For the first time in the UK, mothers raising children are more likely to have jobs than women without young families, according to the latest UK figures from the Office for National Statistics. Employment rates among women with childcare responsibilities stand at 69.6 percent, compared with 67.5 percent for women without.
The growth in the use of virtual assistants is partly demand-led. Time Etc, whose clients pay £19- £27 per hour, has been offering its services since 2007 and has grown to a size that makes it something of a bellwether for this service sector niche, complete with a US arm.
But some of the growth is supply-led too, by women who enjoy the work of being a PA, but not the lengthy commute or the long office hours. With email, internet and Skype at their disposal, there are few tasks that they did in the office which cannot be done remotely, on a self-employed basis and from the comfort of their home.
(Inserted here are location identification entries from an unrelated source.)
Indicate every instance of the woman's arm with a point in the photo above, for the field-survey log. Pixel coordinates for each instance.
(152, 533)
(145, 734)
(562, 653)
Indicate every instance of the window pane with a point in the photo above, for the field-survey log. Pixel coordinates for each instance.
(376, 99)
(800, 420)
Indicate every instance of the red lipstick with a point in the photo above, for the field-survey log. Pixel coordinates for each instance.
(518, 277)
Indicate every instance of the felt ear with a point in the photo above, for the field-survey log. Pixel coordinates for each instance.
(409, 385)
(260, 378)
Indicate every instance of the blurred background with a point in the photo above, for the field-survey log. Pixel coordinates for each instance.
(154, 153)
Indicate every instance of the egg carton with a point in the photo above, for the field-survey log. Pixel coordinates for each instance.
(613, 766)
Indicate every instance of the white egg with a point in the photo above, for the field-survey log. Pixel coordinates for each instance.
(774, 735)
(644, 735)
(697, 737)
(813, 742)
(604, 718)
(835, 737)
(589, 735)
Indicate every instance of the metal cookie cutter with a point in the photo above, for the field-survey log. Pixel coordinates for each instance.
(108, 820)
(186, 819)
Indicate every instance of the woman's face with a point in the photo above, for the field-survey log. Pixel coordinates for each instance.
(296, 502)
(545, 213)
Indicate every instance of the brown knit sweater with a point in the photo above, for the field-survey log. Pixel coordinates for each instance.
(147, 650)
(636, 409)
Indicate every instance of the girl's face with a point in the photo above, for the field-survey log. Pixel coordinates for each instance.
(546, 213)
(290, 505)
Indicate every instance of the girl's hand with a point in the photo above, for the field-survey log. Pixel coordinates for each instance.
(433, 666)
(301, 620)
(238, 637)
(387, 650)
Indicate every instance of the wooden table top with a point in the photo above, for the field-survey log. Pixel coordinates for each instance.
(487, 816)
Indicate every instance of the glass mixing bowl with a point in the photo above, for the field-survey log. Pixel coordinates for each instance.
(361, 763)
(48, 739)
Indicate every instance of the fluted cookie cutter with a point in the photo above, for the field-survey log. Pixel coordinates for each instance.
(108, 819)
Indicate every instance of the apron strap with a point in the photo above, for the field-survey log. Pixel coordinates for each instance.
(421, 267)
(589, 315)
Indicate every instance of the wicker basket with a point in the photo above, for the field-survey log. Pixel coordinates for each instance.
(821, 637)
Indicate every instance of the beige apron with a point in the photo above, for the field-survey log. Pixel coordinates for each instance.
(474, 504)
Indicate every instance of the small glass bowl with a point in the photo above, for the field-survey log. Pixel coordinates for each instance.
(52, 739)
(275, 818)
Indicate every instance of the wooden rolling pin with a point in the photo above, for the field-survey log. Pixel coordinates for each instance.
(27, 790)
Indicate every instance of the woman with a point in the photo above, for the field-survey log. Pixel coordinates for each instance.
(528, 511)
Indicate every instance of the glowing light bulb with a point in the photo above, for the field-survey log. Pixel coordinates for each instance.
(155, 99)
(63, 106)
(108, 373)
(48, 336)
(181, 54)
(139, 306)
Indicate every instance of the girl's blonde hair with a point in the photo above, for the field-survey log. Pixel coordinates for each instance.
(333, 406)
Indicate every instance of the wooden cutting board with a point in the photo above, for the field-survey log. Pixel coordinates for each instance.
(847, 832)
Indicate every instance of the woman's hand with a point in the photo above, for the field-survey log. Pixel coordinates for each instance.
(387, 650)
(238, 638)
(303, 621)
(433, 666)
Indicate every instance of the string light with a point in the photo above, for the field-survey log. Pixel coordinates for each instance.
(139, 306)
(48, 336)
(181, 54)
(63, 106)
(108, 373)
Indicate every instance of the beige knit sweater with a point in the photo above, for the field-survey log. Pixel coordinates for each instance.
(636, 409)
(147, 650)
Many of Ms Malagueira’s clients are sole traders unwilling to take on a full-time personal assistant. Not all are male. “I’ve worked for a few women too, some with high-powered jobs and families who need someone to make up a short list of nannies or cleaners that they can interview.”
Choosing a career as a virtual assistant does involve some sacrifice, admits Ms. Stubblefield. “I don’t get paid as much now as I did when I was a PA, though I save on travel and food.”
There is another downside to leaving the usual nine-to-five day behind. “Most of my communication is by email so I miss the banter and chat over coffee. But I don’t miss the office politics.”